2 Photos of Tense White House Moments: Note the Differences

Mr. Obama did not take a seat at the table as he watched a live feed of the raid from a crewless drone overhead. Instead, he was seated off to the side, next to Brig. Gen. Marshall B. Webb, assistant commanding general of Joint Special Operations Command, who was overseeing the communications for the operation.

Also seated around the table: Vice President Joseph R. Biden, Jr., without a tie; Denis McDonough, who was deputy national security adviser at the time, and also tieless; Secretary of State Hillary Clinton, with a hand covering her mouth in a gesture of apparent awe at what she was witnessing (at the time she said she was covering her mouth to cough, but later said it was a gasp); and Defense Secretary Robert M. Gates, with a tie but no jacket. Seven other national security officials, including Tom Donilon, the national security adviser (sans tie), filled the space behind the chairs to standing-room-only capacity.

The tension in the photograph is the scene of the nation’s top national security officials so absorbed in action taking place halfway across the globe that no one in the room seems aware of the presence of a photographer documenting the moment, or where they were positioned in relation to the president.

Mr. Trump, in contrast, is seated at the head of the table in the Situation Room’s main conference room, positioned at the center of the action with a smaller circle of aides fanning out around him.

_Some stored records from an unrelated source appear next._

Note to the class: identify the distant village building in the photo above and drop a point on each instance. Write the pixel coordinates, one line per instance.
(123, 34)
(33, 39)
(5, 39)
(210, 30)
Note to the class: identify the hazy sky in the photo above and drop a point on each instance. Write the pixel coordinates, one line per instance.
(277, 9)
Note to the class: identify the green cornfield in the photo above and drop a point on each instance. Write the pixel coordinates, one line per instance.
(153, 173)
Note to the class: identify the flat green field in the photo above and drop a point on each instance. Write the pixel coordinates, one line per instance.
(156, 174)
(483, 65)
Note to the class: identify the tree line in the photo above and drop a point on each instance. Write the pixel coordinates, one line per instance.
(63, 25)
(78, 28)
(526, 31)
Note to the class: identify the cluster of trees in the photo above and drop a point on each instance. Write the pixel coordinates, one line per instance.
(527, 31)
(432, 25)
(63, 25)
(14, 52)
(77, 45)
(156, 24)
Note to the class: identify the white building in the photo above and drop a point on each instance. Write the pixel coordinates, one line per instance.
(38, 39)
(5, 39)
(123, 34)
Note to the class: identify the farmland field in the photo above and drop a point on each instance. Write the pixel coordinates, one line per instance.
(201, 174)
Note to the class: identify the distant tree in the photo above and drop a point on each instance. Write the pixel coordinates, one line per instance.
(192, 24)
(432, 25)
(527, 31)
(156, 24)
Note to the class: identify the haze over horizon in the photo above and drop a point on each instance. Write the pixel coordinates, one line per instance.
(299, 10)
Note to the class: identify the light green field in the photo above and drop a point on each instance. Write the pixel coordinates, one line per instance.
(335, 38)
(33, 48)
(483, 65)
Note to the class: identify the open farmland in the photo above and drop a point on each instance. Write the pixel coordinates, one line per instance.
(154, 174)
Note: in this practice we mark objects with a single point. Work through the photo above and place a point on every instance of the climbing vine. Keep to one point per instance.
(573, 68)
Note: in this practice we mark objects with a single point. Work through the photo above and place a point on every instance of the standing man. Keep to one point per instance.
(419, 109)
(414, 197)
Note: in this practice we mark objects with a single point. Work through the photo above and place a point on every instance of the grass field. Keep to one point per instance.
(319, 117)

On one side of Mr. Trump is Vice President Mike Pence. On the other is Defense Secretary Mark T. Esper. The other officials are: Robert C. O’Brien, the national security adviser; Gen. Mark A. Milley, the chairman of the Joint Chiefs of Staff; and Brig. Gen. Marcus Evans, deputy director for special operations on the Joint Staff, whose face is obscured.

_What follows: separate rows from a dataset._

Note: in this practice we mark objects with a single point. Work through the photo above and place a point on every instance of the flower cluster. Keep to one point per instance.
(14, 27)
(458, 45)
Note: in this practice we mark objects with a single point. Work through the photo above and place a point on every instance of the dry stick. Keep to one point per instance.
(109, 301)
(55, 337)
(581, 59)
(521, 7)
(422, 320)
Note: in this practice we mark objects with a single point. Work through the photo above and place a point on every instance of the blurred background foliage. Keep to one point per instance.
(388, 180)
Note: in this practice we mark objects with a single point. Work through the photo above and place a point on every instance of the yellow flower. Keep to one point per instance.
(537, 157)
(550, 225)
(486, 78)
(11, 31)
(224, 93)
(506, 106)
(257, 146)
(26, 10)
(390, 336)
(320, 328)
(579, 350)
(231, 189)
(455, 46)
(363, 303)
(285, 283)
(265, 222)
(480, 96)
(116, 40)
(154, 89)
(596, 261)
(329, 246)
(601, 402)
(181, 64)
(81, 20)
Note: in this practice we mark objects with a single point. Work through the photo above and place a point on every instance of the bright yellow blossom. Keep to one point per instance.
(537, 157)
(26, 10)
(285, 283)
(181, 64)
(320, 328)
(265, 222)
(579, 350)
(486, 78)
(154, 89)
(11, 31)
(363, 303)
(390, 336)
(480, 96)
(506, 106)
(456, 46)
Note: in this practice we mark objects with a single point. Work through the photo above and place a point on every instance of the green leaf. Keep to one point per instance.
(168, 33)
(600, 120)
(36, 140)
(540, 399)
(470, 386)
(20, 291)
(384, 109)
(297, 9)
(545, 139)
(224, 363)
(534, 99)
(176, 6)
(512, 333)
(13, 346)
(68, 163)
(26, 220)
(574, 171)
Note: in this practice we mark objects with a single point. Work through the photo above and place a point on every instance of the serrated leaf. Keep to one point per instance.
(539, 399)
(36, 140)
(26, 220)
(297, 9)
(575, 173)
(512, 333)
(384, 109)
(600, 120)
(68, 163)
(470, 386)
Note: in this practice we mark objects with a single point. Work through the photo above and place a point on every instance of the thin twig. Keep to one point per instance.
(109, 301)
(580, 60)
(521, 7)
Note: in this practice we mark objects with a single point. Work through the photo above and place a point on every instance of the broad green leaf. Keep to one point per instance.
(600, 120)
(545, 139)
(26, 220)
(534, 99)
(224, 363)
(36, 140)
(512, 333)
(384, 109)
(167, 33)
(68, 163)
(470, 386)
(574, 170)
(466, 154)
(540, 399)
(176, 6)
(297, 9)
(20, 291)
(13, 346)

Mr. Obama’s understated position in the photograph makes him look like a White House staffer, not the man who ordered the raid the night before. Mr. Trump looks like a chief executive posing for a photograph in which his role is central to the story itself.

Minus the military uniforms, the Styrofoam coffee cups from the White House mess and the tangle of cables on the table, the picture could be mistaken as a still from Mr. Trump’s old reality show, “The Apprentice.”